Bogumiła Wander jest legendarną spikerką i prezenterką telewizyjną. Od połowy lat 70. zapowiadała na żywo programy w TVP1 i TVP2. Widzowie do dziś wspominają jej profesjonalizm i nieprzeciętną urodę. Spikerka 7 października obchodzi 78 urodziny.
Bogumiła Wander była gwiazdą Telewizji Polskiej. Swoją przygodę ze stacją rozpoczęła pod koniec lat 60. Wówczas została zwyciężczynią konkursu organizowanego przez TVP i trafiła do łódzkiego oddziału Telewizji Polskiej.

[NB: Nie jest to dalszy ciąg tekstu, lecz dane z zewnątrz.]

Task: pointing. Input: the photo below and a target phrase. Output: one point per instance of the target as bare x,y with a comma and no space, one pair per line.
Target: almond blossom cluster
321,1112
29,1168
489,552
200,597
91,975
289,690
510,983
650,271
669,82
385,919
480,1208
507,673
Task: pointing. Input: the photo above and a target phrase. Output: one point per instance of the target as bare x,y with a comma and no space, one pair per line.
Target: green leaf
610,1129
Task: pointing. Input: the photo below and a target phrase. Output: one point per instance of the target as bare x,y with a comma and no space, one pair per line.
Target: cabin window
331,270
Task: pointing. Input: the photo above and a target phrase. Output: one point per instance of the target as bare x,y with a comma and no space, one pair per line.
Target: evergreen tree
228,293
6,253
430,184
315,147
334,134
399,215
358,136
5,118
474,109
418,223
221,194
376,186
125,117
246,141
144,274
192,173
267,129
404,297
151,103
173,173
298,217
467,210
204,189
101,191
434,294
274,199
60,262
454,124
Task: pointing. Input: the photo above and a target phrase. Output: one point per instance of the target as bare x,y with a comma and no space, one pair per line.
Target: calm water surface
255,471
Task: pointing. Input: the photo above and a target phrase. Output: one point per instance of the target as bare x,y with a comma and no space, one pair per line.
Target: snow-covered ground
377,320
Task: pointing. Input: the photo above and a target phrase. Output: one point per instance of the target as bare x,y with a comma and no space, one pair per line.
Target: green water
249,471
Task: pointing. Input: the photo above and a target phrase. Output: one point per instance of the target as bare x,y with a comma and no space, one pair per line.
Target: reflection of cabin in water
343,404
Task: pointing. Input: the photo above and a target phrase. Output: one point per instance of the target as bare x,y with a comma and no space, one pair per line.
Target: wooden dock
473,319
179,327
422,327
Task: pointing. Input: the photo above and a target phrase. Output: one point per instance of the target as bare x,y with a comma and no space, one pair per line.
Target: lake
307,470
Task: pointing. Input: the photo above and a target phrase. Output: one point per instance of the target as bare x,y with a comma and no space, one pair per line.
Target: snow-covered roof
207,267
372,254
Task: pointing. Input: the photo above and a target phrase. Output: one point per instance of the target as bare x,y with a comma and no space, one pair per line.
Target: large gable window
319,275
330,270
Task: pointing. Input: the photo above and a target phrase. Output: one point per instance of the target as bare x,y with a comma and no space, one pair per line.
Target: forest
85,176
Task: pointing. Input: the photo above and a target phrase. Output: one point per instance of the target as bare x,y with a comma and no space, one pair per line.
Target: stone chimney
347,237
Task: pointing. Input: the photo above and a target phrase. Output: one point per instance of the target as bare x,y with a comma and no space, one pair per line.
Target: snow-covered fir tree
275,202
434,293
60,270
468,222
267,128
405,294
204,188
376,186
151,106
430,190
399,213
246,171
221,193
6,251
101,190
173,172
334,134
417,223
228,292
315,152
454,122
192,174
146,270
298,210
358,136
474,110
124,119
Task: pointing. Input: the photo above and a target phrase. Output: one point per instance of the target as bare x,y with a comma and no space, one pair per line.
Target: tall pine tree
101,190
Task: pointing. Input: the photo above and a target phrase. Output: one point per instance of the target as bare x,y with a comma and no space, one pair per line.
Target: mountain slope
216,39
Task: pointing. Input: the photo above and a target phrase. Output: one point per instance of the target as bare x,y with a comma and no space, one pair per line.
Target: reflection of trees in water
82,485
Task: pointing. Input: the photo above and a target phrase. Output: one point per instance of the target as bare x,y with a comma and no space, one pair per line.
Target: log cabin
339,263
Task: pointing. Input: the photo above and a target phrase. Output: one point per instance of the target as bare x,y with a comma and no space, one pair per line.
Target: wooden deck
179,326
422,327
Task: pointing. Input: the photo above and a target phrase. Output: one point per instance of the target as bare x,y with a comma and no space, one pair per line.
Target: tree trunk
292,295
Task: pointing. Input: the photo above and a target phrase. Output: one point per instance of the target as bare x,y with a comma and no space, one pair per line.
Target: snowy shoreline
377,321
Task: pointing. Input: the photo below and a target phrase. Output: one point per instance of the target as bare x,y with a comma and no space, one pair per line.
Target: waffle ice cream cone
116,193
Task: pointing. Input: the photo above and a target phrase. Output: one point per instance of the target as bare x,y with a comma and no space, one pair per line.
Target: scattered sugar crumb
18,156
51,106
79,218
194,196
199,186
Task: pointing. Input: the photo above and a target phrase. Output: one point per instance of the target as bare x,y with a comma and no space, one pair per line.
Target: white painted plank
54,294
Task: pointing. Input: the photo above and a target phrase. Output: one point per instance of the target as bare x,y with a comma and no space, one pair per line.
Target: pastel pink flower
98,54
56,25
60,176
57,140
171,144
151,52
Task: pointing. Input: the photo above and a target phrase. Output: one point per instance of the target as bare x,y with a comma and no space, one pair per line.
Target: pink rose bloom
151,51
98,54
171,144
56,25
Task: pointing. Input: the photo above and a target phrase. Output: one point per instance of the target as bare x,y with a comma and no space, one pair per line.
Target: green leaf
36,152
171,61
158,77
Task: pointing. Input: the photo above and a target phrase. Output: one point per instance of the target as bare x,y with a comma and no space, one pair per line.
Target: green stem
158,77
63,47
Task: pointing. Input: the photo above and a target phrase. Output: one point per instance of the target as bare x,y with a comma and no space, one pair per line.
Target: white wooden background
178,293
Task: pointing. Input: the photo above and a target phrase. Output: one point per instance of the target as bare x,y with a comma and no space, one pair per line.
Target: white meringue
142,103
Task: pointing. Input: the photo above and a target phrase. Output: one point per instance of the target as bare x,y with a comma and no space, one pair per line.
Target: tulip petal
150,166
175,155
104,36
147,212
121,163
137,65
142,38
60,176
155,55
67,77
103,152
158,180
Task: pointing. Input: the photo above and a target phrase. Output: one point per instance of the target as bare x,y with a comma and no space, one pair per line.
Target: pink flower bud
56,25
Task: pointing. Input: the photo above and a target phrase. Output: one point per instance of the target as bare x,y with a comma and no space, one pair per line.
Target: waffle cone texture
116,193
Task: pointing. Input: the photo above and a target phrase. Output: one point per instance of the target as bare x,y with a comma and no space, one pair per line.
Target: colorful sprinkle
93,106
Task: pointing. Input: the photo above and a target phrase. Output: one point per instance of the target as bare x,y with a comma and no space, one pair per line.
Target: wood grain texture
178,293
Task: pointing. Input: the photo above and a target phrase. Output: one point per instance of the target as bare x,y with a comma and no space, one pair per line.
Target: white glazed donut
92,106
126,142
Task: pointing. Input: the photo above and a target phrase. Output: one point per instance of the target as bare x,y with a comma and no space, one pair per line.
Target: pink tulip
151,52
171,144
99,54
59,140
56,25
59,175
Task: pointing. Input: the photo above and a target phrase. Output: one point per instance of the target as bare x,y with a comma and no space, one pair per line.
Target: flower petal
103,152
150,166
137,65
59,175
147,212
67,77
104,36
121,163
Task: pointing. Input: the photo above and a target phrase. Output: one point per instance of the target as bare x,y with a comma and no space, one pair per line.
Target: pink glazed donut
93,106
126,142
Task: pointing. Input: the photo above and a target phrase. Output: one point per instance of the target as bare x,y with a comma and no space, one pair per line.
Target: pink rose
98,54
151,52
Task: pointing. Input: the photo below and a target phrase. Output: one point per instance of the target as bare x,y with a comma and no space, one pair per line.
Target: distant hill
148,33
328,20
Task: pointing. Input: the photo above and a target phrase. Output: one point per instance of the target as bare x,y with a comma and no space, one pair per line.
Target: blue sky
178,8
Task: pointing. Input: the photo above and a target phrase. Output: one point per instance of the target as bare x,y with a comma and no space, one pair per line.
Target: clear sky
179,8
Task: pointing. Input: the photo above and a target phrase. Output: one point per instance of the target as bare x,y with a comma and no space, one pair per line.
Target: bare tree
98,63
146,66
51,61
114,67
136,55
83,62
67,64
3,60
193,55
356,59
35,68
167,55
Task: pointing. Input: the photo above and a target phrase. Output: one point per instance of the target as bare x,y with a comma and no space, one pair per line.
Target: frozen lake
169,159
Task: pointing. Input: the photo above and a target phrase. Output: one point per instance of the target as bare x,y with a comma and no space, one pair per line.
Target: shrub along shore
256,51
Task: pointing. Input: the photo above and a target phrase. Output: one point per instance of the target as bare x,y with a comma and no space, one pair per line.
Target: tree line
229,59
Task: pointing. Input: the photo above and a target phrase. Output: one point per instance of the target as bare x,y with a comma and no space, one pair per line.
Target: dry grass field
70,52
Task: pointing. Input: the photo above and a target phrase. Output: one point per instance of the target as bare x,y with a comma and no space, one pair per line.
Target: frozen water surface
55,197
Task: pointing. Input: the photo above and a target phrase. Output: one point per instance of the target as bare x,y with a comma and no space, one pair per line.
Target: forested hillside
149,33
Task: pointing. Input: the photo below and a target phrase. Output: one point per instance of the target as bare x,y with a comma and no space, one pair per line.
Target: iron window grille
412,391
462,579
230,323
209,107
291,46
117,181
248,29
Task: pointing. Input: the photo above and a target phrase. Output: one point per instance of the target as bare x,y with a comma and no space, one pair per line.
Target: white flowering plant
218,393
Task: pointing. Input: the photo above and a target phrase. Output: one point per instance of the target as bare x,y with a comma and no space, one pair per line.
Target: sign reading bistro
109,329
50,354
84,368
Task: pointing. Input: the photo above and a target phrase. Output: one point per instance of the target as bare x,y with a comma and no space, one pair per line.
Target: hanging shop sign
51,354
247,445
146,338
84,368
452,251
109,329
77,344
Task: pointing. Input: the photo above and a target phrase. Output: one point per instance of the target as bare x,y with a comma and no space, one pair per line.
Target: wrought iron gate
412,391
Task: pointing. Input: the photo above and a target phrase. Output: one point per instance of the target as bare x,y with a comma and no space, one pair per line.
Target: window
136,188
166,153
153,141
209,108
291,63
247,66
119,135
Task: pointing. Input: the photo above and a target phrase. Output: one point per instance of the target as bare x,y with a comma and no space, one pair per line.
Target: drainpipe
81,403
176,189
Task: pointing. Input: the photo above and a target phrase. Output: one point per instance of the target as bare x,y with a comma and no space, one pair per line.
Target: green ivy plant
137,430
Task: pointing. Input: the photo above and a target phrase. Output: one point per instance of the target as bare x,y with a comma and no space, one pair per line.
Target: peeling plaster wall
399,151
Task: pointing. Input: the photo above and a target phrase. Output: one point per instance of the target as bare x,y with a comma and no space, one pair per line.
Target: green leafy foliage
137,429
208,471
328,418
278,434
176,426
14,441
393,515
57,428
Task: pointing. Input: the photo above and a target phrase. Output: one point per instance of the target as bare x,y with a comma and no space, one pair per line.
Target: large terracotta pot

Do dziś gdzieś w domu mam wycięty przez mamę artykuł, że konkurs wygrała studentka, która pokonała 269 uczestników - powiedziała przed laty w rozmowie z "Super Expressem.
Mogła pochwalić się nienaganną dykcją, klasą i elegancją. Okazuje się, że występując przed kamerą, sama odpowiadała za swoją garderobę.
Niewiele osób zdaje sobie z tego sprawę, ale pracowałyśmy w naszych prywatnych strojach. W związku z tym nie zawsze wyglądało to tak rewelacyjnie i elegancko, jak w dzisiejszych czasach, kiedy o wygląd prezenterki dba sztab stylistów - wspominała na antenie TVP Info.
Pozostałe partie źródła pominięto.